Yaşananlar ışığında Dış Politika Uzmanı Aydın Sezer’le 2021 yılındaki Türkiye dış politikasını ve bu yıl bizi bekleyen gelişmeleri konuştuk. Türkiye’nin 2021 yılında dış politikada “U dönüşüsürecine girdiğini belirten Aydın Sezer, bu yılki dış siyasetin seçimler ekseninde gelişeceğini ifade etti.

►2021, AKP’nin birçok alanda geri adım attığı bir yıl oldu. Türkiye dış politikasına genel bir bakış atarsak ne gibi önemli olaylar gerçekleşti?

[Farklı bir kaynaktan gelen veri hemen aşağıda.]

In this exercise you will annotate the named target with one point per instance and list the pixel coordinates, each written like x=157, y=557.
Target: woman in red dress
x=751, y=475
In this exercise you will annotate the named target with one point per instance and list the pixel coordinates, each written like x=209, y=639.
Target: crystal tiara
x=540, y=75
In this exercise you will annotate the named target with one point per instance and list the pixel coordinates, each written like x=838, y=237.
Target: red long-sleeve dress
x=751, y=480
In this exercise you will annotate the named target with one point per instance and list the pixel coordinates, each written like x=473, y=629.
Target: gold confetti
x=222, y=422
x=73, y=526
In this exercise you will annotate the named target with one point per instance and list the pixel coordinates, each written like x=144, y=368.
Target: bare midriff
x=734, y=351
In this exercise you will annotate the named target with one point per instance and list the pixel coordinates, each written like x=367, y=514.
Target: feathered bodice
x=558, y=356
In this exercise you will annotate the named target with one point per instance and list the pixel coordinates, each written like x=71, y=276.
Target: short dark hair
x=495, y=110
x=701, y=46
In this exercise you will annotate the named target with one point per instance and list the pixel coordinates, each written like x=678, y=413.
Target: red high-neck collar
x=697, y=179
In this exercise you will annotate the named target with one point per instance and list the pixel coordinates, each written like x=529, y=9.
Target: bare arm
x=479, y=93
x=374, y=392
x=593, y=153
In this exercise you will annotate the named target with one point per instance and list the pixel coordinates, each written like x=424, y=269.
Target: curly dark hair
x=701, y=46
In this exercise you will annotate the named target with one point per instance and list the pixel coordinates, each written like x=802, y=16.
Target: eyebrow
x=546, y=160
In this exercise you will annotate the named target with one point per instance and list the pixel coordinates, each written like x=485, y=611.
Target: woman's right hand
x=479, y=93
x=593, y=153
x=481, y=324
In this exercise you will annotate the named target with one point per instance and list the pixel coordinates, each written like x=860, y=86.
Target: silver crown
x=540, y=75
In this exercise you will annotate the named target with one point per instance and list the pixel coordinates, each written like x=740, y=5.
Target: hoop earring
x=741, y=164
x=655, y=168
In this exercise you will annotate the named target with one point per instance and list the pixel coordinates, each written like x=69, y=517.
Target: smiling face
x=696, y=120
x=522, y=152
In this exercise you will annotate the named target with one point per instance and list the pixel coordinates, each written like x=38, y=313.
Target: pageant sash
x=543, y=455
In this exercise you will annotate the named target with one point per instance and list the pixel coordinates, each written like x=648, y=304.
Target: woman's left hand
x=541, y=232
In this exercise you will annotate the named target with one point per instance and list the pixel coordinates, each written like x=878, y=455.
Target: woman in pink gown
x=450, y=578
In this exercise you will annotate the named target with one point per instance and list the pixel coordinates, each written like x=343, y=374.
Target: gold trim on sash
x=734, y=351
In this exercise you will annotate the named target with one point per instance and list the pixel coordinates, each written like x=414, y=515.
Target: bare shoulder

Türkiye, 2020 Sonbaharı’ndan itibaren başlayan bir U dönüşü sürecine girdi. 2020 yılı; Avrupa Birliği Liderler Zirvesi'nin Kıbrıs ve Doğu Akdeniz bağlamında yaptığııklamalarla 2020nin sonunda görülmeye başlayan U dönüşü 2021 yılı boyunca neredeyse tüm cephelerde belirgin bir şekilde devam etti. Bu önce Doğu Akdeniz'de başladı. 2020 Temmuz'dan itibaren Libyada çatışma yerine Birleşmiş Milletler kararları çerçevesinde barışa şans verilmesiyle başladı. Libyadaki yaklaşım Mısır Barışını mecbur kıldı. Ayrıca İsraille barış konusunda sıcak mesajlar verildi. Suudi Arabistan kralıyla da iki kez telefonla görüşüldü ve nihayet Birleşik Arap Emirlikleri’yle yüz yüze temaslar… Fakat bu adımlara rağmen Türkiye dış politikasında 2021 yılı başında Rusya başta olmak üzere sorunların daha fazla belirginleşmeye başladığı bir döneme girildi ve gerginliklerle dolu bir yıl oldu. ABD ile ilişkilerde herhangi bir ilerleme kaydedilemedi.

►2020 yılı sonunda ABD’de Biden başkanlık koltuğuna oturdu ve bu bazı çevrelerce neredeyse AKP iktidarının sonunun gelişi gibi yorumlandı. 2021 yılındaki ABD-Türkiye ilişkilerini nasıl yorumlarsınız?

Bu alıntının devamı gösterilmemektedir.